Mexico’s two largest parties reached a preliminary accord that would give companies more control in new oil field contracts than the government is proposing, said three people with direct knowledge of the agreement.
The ruling PRI and opposition PAN parties will support a new measure to allow the state to decide the type of contracts to be offered for each project, including service contracts, profit and production sharing and licenses, two of the people said, asking not to be identified as talks are private. Like the concession model proposed by PAN, licenses would grant broader operational control of projects than the govenment’s initial profit-sharing model and allow companies to manage oil directly.
President Enrique Pena Nieto is seeking to end a 75-year state monopoly on pumping crude and to attract investment from companies like Exxon Mobil Corp. (XOM:US) and Chevron Corp. (CVX:US) to boost the $95 billion industry. The government says the bill, now before the Senate, would lift economic growth 1 percentage point by 2018 and help state-run Petroleos Mexicanos return to output growth.
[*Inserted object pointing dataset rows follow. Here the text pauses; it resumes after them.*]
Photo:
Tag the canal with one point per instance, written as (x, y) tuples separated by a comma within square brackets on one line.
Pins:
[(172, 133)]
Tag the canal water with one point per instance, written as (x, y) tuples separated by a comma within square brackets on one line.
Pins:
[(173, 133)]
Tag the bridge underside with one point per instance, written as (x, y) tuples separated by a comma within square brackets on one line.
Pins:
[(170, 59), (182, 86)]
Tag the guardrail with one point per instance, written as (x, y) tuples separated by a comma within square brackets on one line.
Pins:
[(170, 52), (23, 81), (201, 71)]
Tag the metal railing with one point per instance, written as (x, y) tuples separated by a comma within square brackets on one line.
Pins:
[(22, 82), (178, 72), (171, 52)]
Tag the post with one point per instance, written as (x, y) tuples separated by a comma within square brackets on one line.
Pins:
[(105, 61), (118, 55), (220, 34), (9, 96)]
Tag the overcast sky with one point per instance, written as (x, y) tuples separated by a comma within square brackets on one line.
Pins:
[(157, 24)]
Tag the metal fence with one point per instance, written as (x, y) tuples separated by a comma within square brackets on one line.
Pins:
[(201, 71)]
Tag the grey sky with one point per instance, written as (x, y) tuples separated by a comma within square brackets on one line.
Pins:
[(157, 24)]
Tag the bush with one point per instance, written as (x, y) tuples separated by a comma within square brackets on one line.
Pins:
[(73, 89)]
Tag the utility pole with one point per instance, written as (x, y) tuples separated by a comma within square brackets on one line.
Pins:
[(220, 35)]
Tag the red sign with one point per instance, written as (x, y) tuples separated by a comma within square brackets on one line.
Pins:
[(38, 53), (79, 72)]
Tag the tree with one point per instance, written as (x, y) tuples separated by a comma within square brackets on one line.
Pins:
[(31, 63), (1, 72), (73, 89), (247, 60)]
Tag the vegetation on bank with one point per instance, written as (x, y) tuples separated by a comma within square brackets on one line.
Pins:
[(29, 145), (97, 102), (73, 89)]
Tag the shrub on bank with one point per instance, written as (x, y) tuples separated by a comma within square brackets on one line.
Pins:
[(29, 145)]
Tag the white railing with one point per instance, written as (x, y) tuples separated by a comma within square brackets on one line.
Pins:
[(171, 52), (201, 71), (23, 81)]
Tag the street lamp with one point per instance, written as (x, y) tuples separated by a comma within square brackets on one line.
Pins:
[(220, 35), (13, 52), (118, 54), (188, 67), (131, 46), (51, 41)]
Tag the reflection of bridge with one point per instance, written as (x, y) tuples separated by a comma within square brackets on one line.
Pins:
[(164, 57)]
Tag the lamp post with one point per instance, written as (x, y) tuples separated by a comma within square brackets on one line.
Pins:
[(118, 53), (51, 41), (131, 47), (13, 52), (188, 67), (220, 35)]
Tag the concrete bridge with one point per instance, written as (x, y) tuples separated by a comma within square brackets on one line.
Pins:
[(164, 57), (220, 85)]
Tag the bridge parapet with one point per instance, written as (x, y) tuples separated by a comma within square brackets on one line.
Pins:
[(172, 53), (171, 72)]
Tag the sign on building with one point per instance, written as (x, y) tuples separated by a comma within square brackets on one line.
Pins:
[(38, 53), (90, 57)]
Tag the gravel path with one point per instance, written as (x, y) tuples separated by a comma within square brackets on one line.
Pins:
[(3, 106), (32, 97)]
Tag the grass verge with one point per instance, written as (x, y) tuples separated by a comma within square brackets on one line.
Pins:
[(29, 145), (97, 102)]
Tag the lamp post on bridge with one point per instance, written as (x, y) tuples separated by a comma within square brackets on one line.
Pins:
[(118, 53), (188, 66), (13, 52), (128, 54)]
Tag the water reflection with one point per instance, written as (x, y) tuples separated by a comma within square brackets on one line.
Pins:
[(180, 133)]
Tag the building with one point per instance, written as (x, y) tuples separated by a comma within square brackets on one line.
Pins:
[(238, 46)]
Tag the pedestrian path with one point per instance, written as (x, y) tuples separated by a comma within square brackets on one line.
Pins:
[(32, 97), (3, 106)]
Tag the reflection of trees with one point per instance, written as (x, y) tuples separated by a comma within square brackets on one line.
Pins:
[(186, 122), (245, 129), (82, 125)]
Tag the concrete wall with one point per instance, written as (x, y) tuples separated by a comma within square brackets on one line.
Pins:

“If the bill that Congress decides is a bit more aggressive in terms of legal structures beyond profit sharing, or production sharing or licenses, we’re ready for that,” Chief Executive Officer Emilio Lozoya said in an Oct. 31 interview. “What we have been advocating as the sole operator in the country is whatever legislation gives long-term legal certainty to investors.”
Representatives of the PAN and PRI parties didn’t immediately respond to requests for comment.
Third-quarter crude production of 2.506 million barrels per day was 1.6 percent lower than the same period a year earlier. Pemex, as Petroleos Mexicanos is known, lost 39.2 billion pesos ($3.05 billion) in the third quarter.
Allowing companies to explore and drill for gas and oil in Mexico requires a constitutional amendment that could only pass with a two-thirds majority in both the lower house and Senate.
The PAN, Mexico’s largest opposition party, along with Pena Nieto’s Institutional Revolutionary Party, or PRI, and its allies, have enough votes to approve a charter change. Both parties have said talks are advancing in congress on an electoral reform that the PAN has said is a requirement for it to pass an energy bill. The third-largest party, the Democratic Revolution Party, is against a constitutional change in energy.
Pena Nieto presented his energy overhaul Aug. 12 that limited contracts to risk-sharing accords with cash payments. The PAN presented its own version in July that offers concessions, allowing companies to book reserves directly on balance sheets. The preliminary agreement will seek to have as many contract options as possible, including those where producers are paid with oil, the three people said.
Mexico has the biggest proven oil reserves in Latin America after Venezuela and Brazil, with 13.87 billion barrels, and shale-gas resources that may be as much as 460 trillion cubic feet, according to data compiled by Pemex.
Pemex is interested in raising capital through real-estate trusts, known as Fibras, or structured securities known as CKDs, as soon as the first quarter of 2014, Pemex’s Lozoya said.
Without a reform, Pemex would need an estimated $1 trillion of investment for extraction of prospective reserves in the next 50 years, Lozoya said. To do so, current annual investment must be increased to $62 billion from $25 billion.
Analysts forecast 2013 economic growth of 1.24 percent this year after a 3.9 percent expansion in 2012, according to a central bank monthly survey published Nov. 1.